Bemerkung: Ich habe viele Jahre lang ein 4-Spur UHER Variocord Tonbandgerät benutzt und nie eine Gegenspur gehört. Vielleicht lag es daran, dass ich aus Kostengründen die Aufnahmen nur in 9,5cm/Sek gemacht habe und zum Anhören die eingebauten (qualitativ nicht besonders umwerfenden) Lautsprecher benutzt habe. Als ich mir dann 1980 eine Revox B77 4-Spur Tonbandmaschine geleistet habe und die Aufnahmen (Rock- und Pop-Musik) ganz genau und kritisch über einen Revox-Kopfhörer abhörte, war ich wegen des Streufeldübersprechens enttäuscht von diesem teuren Gerät. Da ich an einen Defekt meiner Revox B77 bzw. verstellte Tonköpfe glaubte, habe ich das Gerät beim offiziellen Revox Service (Dabelstein & Lubos, Köln) reklamiert. Dort hatte man zwar keine richtige Erklärung dafür, meinte aber, man könne da nichts machen. Man habe mich mit wohl einem 4-Spurgerät falsch beraten. (Schade, man hatte das Revox Rundschreiben damals wohl nicht gelesen). Die von einem Bekannten ausgeliehene Revox B77 4-Spur hatte genau das gleiche Problem. Zunächst löste ich die Sache, indem ich die Bänder nur in einer Richtung benutzte.

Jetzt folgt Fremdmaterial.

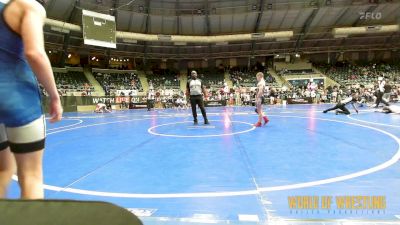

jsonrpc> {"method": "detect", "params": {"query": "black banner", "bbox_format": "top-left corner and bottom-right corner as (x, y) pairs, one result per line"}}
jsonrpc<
(205, 100), (226, 107)
(41, 96), (148, 112)
(287, 97), (313, 104)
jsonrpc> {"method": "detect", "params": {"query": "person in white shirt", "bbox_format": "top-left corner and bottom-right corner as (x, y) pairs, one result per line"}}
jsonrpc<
(223, 81), (229, 99)
(332, 89), (338, 103)
(323, 92), (360, 115)
(243, 93), (250, 105)
(176, 96), (187, 110)
(307, 79), (317, 92)
(380, 105), (400, 114)
(235, 90), (241, 106)
(254, 72), (269, 127)
(181, 96), (188, 109)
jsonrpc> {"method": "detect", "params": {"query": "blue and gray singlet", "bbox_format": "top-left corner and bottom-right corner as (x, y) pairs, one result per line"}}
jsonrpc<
(0, 1), (43, 127)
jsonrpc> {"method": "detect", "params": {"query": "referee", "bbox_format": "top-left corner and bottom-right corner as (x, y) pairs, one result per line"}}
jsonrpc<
(375, 77), (390, 108)
(186, 70), (209, 125)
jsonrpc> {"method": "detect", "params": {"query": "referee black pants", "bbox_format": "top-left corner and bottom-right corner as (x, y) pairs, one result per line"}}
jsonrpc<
(147, 100), (154, 111)
(190, 95), (208, 122)
(375, 91), (389, 107)
(324, 103), (350, 115)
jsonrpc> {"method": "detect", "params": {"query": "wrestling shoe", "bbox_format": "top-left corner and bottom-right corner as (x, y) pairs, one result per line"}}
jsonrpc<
(263, 116), (269, 125)
(254, 122), (262, 127)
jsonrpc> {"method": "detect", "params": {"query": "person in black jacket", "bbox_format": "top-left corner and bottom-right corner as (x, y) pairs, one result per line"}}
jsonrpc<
(323, 92), (360, 115)
(375, 77), (390, 108)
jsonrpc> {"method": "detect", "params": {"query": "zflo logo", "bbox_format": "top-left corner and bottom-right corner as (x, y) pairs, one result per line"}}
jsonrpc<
(359, 12), (382, 20)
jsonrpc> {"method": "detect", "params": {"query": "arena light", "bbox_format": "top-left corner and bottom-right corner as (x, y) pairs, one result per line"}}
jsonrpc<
(158, 35), (172, 41)
(45, 18), (294, 44)
(333, 24), (399, 37)
(122, 39), (137, 44)
(174, 42), (187, 46)
(46, 18), (82, 32)
(216, 42), (229, 45)
(50, 26), (70, 34)
(251, 33), (265, 39)
(276, 37), (290, 42)
(334, 34), (348, 38)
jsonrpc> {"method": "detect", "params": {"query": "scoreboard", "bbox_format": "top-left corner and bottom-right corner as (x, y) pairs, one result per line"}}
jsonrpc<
(82, 10), (117, 49)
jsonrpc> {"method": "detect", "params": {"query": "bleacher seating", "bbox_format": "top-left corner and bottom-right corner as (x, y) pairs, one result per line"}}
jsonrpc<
(190, 68), (225, 87)
(94, 72), (143, 94)
(279, 69), (316, 75)
(54, 71), (93, 95)
(316, 62), (400, 86)
(229, 70), (277, 87)
(147, 69), (179, 89)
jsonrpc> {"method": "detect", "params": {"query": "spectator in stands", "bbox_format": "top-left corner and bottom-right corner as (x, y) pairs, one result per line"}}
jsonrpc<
(84, 83), (91, 96)
(176, 96), (187, 110)
(315, 89), (321, 104)
(223, 82), (230, 100)
(0, 0), (62, 199)
(331, 87), (338, 103)
(119, 91), (128, 109)
(235, 89), (241, 106)
(105, 99), (112, 111)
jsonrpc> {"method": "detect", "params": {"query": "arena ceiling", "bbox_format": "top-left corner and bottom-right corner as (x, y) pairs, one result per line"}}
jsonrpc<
(43, 0), (400, 59)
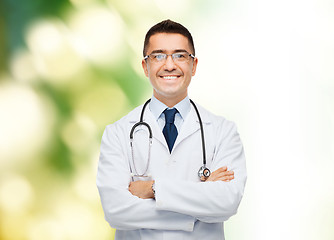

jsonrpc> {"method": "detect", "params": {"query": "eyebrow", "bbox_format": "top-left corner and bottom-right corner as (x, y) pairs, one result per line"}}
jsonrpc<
(150, 49), (189, 54)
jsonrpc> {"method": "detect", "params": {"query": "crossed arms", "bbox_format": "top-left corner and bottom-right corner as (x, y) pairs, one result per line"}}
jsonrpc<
(129, 166), (235, 199)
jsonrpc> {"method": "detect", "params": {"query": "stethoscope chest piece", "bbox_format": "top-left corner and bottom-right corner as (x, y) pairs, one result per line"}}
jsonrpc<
(198, 166), (211, 181)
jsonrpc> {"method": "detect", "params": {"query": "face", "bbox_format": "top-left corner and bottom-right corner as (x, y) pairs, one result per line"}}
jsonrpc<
(142, 33), (198, 105)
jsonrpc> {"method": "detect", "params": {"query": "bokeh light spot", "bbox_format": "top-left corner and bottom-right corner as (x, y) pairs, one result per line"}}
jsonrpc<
(26, 19), (86, 83)
(69, 5), (124, 66)
(73, 81), (128, 128)
(0, 82), (53, 168)
(0, 175), (34, 214)
(10, 49), (38, 83)
(27, 217), (64, 240)
(60, 112), (97, 154)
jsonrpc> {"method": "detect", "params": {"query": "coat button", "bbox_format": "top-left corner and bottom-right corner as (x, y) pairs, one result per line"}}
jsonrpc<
(188, 222), (193, 231)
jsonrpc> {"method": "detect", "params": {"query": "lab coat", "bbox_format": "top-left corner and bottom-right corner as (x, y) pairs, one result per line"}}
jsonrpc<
(97, 101), (247, 240)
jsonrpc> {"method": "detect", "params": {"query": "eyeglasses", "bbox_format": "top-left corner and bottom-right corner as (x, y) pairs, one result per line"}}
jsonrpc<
(144, 52), (195, 63)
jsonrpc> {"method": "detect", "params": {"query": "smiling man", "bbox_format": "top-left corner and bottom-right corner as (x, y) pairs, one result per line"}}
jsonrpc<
(97, 20), (247, 240)
(142, 32), (197, 107)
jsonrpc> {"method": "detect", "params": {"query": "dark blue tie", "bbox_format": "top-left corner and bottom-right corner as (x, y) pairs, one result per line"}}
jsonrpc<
(163, 108), (178, 153)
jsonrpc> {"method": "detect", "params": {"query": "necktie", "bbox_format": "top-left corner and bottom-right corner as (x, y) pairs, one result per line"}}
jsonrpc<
(163, 108), (178, 153)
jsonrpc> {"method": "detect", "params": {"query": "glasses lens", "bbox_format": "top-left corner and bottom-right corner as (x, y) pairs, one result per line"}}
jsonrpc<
(150, 53), (166, 62)
(172, 52), (189, 62)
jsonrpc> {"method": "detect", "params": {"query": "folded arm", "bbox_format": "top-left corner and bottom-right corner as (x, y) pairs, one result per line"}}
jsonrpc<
(157, 121), (246, 222)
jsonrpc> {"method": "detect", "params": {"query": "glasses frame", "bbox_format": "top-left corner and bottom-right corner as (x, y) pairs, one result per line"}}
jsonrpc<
(144, 52), (195, 63)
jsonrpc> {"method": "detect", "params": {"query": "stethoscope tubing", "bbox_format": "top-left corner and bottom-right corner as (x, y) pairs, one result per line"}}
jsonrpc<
(189, 99), (207, 166)
(129, 99), (209, 180)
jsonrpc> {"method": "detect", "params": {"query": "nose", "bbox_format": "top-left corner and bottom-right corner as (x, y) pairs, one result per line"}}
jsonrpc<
(163, 55), (177, 71)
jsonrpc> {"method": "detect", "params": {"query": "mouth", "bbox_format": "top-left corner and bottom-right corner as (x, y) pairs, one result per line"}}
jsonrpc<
(160, 75), (181, 80)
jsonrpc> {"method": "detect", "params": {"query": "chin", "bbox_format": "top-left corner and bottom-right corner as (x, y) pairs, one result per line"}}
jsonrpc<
(160, 87), (180, 96)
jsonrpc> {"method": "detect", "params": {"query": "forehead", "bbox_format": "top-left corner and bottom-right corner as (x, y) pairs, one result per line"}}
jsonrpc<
(147, 33), (191, 53)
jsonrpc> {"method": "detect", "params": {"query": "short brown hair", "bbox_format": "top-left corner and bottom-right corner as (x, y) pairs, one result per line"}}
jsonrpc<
(143, 19), (195, 57)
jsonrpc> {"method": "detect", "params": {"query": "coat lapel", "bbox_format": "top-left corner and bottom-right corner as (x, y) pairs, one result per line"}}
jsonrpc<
(129, 107), (168, 150)
(145, 110), (168, 149)
(173, 107), (199, 151)
(173, 103), (212, 152)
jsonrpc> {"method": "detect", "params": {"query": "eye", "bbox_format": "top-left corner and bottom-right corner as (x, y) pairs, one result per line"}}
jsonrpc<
(173, 53), (187, 59)
(153, 54), (166, 60)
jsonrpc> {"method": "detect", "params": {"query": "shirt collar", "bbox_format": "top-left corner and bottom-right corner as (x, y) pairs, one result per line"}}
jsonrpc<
(149, 95), (191, 121)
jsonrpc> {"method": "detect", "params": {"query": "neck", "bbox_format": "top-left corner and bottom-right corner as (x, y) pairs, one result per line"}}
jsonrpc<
(154, 93), (187, 108)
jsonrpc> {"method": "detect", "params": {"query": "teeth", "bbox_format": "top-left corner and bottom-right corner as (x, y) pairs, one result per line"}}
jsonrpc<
(162, 76), (177, 80)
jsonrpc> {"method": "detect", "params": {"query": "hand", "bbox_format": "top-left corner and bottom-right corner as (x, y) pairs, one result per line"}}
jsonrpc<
(205, 166), (234, 182)
(128, 180), (155, 199)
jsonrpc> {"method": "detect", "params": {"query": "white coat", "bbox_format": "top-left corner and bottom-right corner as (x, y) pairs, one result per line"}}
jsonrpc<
(97, 101), (247, 240)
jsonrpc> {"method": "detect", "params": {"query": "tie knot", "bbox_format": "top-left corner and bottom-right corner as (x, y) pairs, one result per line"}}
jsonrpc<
(164, 108), (178, 124)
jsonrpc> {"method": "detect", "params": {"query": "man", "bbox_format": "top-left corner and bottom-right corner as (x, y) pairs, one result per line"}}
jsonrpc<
(97, 19), (247, 240)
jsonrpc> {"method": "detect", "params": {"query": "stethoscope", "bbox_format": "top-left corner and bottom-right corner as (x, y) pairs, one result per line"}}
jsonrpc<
(130, 99), (211, 181)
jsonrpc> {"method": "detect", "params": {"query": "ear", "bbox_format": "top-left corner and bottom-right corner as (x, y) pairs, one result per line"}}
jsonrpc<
(191, 57), (198, 76)
(142, 59), (149, 77)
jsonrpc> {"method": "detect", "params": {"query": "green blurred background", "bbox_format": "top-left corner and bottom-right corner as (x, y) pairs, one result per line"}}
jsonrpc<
(0, 0), (333, 239)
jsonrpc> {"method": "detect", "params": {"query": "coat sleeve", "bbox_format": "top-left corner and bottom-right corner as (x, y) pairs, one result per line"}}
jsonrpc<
(154, 120), (247, 223)
(96, 124), (195, 231)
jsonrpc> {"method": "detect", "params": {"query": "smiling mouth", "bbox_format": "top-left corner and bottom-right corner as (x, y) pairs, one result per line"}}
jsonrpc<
(160, 75), (180, 80)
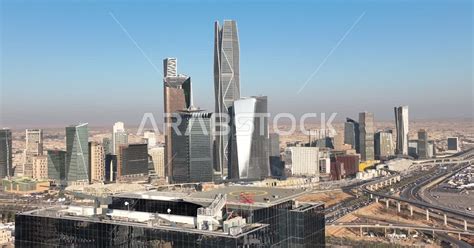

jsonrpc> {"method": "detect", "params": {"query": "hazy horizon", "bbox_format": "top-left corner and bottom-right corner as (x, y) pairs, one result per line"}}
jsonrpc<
(1, 0), (472, 128)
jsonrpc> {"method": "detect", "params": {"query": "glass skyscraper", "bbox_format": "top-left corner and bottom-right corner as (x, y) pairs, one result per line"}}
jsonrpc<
(171, 109), (213, 183)
(65, 123), (89, 183)
(0, 129), (12, 178)
(229, 96), (270, 180)
(163, 58), (192, 180)
(344, 118), (360, 153)
(117, 143), (149, 178)
(47, 150), (67, 182)
(214, 20), (240, 179)
(394, 106), (409, 155)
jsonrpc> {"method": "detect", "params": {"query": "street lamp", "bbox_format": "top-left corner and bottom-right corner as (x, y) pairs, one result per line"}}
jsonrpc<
(124, 201), (130, 212)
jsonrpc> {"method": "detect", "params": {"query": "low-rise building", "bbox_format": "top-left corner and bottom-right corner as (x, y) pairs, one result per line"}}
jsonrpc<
(1, 178), (49, 194)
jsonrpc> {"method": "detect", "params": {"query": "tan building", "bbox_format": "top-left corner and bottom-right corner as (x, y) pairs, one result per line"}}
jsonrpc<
(21, 129), (44, 178)
(149, 147), (165, 178)
(89, 142), (105, 183)
(32, 155), (48, 180)
(2, 178), (50, 194)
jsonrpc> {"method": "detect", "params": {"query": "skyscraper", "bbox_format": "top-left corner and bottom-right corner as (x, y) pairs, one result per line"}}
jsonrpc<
(47, 150), (66, 182)
(163, 58), (191, 180)
(344, 118), (360, 153)
(394, 106), (409, 155)
(66, 123), (89, 183)
(229, 96), (270, 180)
(112, 122), (128, 155)
(374, 130), (394, 160)
(88, 141), (105, 183)
(23, 129), (43, 177)
(104, 154), (117, 182)
(214, 20), (240, 179)
(171, 109), (213, 183)
(102, 137), (112, 155)
(359, 112), (374, 161)
(117, 144), (149, 179)
(417, 129), (429, 159)
(25, 129), (43, 156)
(0, 129), (12, 178)
(269, 133), (284, 178)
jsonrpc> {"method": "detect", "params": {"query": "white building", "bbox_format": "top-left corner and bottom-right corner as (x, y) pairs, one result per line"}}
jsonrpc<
(143, 131), (157, 148)
(284, 147), (320, 177)
(112, 122), (128, 155)
(394, 106), (409, 155)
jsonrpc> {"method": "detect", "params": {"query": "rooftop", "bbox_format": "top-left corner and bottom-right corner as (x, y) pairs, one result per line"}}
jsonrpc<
(116, 186), (307, 208)
(19, 206), (268, 238)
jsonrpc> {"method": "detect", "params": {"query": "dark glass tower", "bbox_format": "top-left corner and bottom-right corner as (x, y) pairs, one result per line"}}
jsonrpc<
(171, 109), (213, 183)
(65, 123), (89, 183)
(214, 20), (240, 179)
(117, 143), (149, 178)
(344, 118), (360, 153)
(47, 150), (67, 182)
(0, 129), (12, 178)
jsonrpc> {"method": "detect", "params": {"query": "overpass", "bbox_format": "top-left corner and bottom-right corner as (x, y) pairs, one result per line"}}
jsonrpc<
(328, 223), (474, 236)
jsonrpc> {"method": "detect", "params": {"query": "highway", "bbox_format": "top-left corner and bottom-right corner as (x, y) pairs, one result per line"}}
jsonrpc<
(328, 223), (474, 236)
(361, 152), (474, 221)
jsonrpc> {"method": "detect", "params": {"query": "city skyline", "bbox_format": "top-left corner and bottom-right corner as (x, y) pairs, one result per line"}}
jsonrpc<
(1, 0), (472, 128)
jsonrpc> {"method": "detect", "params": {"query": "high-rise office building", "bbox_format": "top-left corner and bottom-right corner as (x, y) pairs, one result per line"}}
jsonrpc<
(104, 154), (117, 182)
(143, 130), (157, 148)
(66, 123), (89, 183)
(417, 129), (429, 159)
(344, 118), (360, 153)
(171, 109), (213, 183)
(117, 143), (149, 179)
(359, 112), (374, 161)
(374, 130), (394, 160)
(32, 155), (48, 180)
(0, 129), (12, 178)
(394, 106), (409, 155)
(284, 147), (320, 177)
(214, 20), (240, 179)
(25, 129), (43, 155)
(102, 137), (112, 155)
(89, 141), (105, 183)
(269, 133), (284, 178)
(22, 129), (43, 177)
(47, 150), (66, 182)
(408, 140), (418, 158)
(447, 137), (460, 152)
(230, 96), (270, 180)
(112, 122), (128, 155)
(163, 58), (192, 180)
(149, 146), (165, 178)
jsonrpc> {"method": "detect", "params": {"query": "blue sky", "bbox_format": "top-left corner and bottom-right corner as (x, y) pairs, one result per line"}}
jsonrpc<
(1, 0), (472, 127)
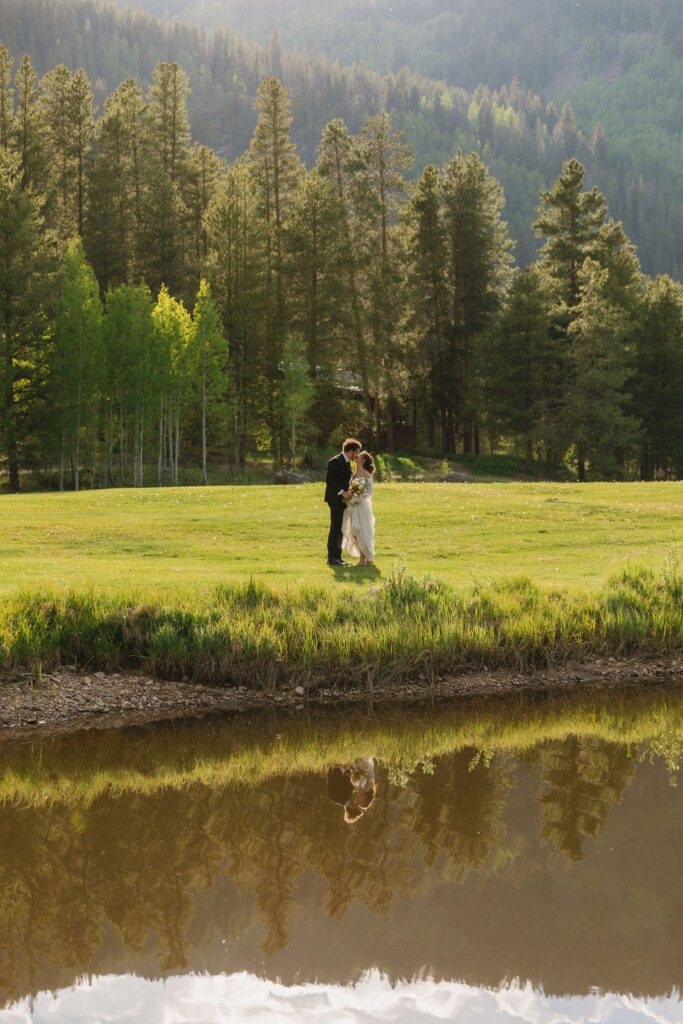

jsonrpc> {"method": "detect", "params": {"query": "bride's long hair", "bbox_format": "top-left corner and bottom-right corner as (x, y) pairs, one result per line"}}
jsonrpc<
(359, 451), (375, 475)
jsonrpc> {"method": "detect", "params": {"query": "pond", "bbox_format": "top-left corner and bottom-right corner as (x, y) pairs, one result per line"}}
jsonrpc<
(0, 686), (682, 1022)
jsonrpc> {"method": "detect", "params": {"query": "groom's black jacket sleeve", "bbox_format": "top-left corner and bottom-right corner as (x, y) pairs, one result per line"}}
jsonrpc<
(324, 454), (351, 504)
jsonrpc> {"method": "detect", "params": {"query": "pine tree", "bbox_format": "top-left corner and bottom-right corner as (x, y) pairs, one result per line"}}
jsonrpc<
(40, 66), (96, 239)
(563, 259), (638, 479)
(552, 100), (579, 157)
(401, 163), (450, 449)
(247, 77), (303, 464)
(316, 117), (372, 406)
(631, 275), (683, 479)
(0, 46), (15, 152)
(147, 62), (191, 186)
(144, 62), (192, 297)
(14, 54), (48, 192)
(69, 69), (97, 238)
(283, 171), (349, 374)
(534, 161), (643, 478)
(477, 267), (557, 474)
(441, 149), (514, 452)
(187, 142), (223, 275)
(85, 80), (145, 289)
(357, 113), (413, 449)
(189, 280), (227, 485)
(534, 158), (607, 308)
(0, 152), (57, 489)
(205, 163), (266, 471)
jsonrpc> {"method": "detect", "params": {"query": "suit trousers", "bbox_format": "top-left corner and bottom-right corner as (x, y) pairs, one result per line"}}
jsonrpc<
(327, 499), (345, 561)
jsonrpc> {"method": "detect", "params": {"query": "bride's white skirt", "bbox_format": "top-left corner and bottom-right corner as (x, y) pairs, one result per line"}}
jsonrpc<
(342, 498), (375, 562)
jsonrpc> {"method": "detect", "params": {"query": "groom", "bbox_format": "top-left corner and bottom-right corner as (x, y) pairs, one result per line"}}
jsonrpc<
(324, 437), (361, 565)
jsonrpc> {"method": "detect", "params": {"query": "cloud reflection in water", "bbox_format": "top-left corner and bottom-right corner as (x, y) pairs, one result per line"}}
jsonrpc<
(1, 972), (682, 1024)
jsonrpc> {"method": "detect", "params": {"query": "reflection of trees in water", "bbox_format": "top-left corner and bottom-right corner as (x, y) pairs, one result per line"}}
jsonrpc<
(529, 738), (636, 861)
(0, 740), (637, 1003)
(394, 750), (516, 882)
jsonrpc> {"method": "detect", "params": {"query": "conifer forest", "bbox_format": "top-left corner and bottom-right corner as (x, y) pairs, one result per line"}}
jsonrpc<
(0, 0), (681, 489)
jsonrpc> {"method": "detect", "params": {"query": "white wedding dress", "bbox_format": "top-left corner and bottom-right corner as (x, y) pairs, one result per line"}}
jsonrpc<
(342, 475), (375, 562)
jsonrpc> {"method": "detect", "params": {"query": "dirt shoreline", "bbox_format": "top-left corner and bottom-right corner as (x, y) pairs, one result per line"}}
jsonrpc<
(1, 654), (682, 741)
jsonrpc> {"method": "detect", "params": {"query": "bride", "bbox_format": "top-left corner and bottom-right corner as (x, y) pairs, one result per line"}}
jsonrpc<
(342, 450), (375, 566)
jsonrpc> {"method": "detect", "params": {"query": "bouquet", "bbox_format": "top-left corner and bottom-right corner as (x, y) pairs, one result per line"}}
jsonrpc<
(346, 478), (367, 505)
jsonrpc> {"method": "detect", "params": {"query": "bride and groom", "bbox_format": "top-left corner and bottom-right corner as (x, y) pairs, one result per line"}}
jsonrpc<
(324, 438), (376, 567)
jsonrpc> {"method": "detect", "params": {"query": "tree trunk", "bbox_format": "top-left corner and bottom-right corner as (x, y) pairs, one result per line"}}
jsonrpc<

Da ich mit meiner Revox B77 endlich besonders erstklassige Aufnahmen machen wollte, entschloß ich mich die Tonköpfe und den Löschkopf auf 2-Spur umrüsten zu lassen. Die Arbeiten wurden vom offiziellen Revox Service Bernd van Bevern, in Essen-Rellinghausen durchgeführt. Weil das Gerät erst ein paar Monate alt war, wurde der Oszillator sogar kostenlos getauscht. (Ganz toll, dankeschön! Heute weiß ich, dass die Revox B77 4-Spur und 2-Spur Geräte gar keinen unterschiedlichen Oszillator haben.)

Seither sind alle meine Tonbandgeräte 2-Spur Maschinen und ich genieße die erstklassige Qualität der Aufnahmen ohne Störungen.